Okay, I don't usually do this but since you commented as a guest I have no other choice than to address this in public. I would have loved to talk to you privately about this, ask for some tips etc. But well. So, this goes to the anonymous person giving me the honest critique on the last chapter. If you're seeing this, of course.

First of all, thank you for being honest and I'm sorry that the story disappointed you and didn't turn out the way you hoped for. I don't even know what you were expecting but as you might have noticed, I'm using the canon storyline as plot, so of course I can only plan so much until I know what's happening in the WWE.

And I also don't know if you've ever been repeatedly disappointed by the same person you love, but let me tell you that it's hard to forgive/forget and hard to stay away from them; so the internal battle never ends.

I'm not here to defend me or the way I write because this is my 'decent' story and I add in what I like. If Kane and the Authority are things you skip then you should stay away in the future. Because not only is Kane my favourite wrestler for various reasons, but he's also part of the canon storyline with Seth. And basically, you just told me that you skip every chapter with Seth, because he's part of the Authority too.

I admit that I still make a lot of mistakes while writing and not only because this is my first fanfic in over ten years or my first in English, but things that you hate about my style are loved by others. I can't satisfy everyone but I'm trying to improve over time.

I can't tell you why I do the dialogue thing or this and that. I just do it because that's me. I love writing a detailed description of thing a or thought b. If that annoys you, well, there's nothing I can do about that anymore. The damage is already done. I'll try to tone that down in the future.

You know, you make it sound like I either have to write my stories like this:

#1 'Dean, come with me.' 'No, I'm tired.' 'Please, I need you.' 'Okay.'
Because dialogue should speak for itself and you haven't told me how much detail is too much.

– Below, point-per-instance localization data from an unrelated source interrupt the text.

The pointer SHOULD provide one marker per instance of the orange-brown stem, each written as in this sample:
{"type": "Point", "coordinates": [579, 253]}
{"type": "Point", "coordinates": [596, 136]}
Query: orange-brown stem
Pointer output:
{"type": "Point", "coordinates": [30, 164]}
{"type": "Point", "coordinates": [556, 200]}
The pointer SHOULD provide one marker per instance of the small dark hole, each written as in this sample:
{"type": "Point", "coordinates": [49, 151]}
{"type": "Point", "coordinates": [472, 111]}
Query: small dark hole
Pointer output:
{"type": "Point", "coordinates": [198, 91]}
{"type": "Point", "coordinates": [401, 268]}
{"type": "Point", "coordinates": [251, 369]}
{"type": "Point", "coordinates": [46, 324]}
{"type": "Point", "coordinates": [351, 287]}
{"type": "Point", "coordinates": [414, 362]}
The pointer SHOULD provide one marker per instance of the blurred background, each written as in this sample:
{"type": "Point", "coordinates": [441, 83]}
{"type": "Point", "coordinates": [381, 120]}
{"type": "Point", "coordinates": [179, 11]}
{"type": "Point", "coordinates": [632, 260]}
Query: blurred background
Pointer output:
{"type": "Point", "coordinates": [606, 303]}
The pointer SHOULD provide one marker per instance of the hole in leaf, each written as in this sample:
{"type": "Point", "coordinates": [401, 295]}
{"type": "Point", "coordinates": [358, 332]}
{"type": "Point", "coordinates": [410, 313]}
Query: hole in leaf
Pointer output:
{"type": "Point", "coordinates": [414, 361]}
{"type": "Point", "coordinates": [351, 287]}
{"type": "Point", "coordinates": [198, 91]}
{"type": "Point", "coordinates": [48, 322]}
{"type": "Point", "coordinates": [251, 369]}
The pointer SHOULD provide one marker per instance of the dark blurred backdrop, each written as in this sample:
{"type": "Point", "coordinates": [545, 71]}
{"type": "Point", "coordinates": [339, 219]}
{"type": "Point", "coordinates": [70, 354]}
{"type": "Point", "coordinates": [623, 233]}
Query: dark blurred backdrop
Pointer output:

Or I'd have to do this from now on:

#2 Seth convinces a tired and bruised Dean to accompany him on a road trip.
Seriously, if I just use the summary as the actual chapter because I could have said everything in just one or two sentences, then that takes all the fun out of writing, rendering it completely useless.

You also complained that there is no character development. I'm sorry you see it that way. That's all I have to say because I don't even know how to properly respond to that, because that's an even bigger slap in the face than telling me you appreciate my efforts but skip things anyway without giving them a chance.

And just to clarify that as well: I am writing this story to deal with that current WWE storyline. For the past 10 weeks we've seen Dean acting like he did and no one said it was boring because it's repetitive and he should get over it. Honestly, I'm more than livid that you tell me this now, as you say 27 chapters in, instead of coming to me the moment all went wrong in your opinion.

So seriously, if you (any of you) have a problem with my story or the way I write, PM me, so I can properly ask for advice that might actually help me improve. Just telling me what you don't like in general doesn't help me at all. Those of you who did PM me in the past know that I'm usually a very reasonable person to talk to and that I try to heed your advices.

Thanks for listening and sorry for bothering everyone else. I just had to address this.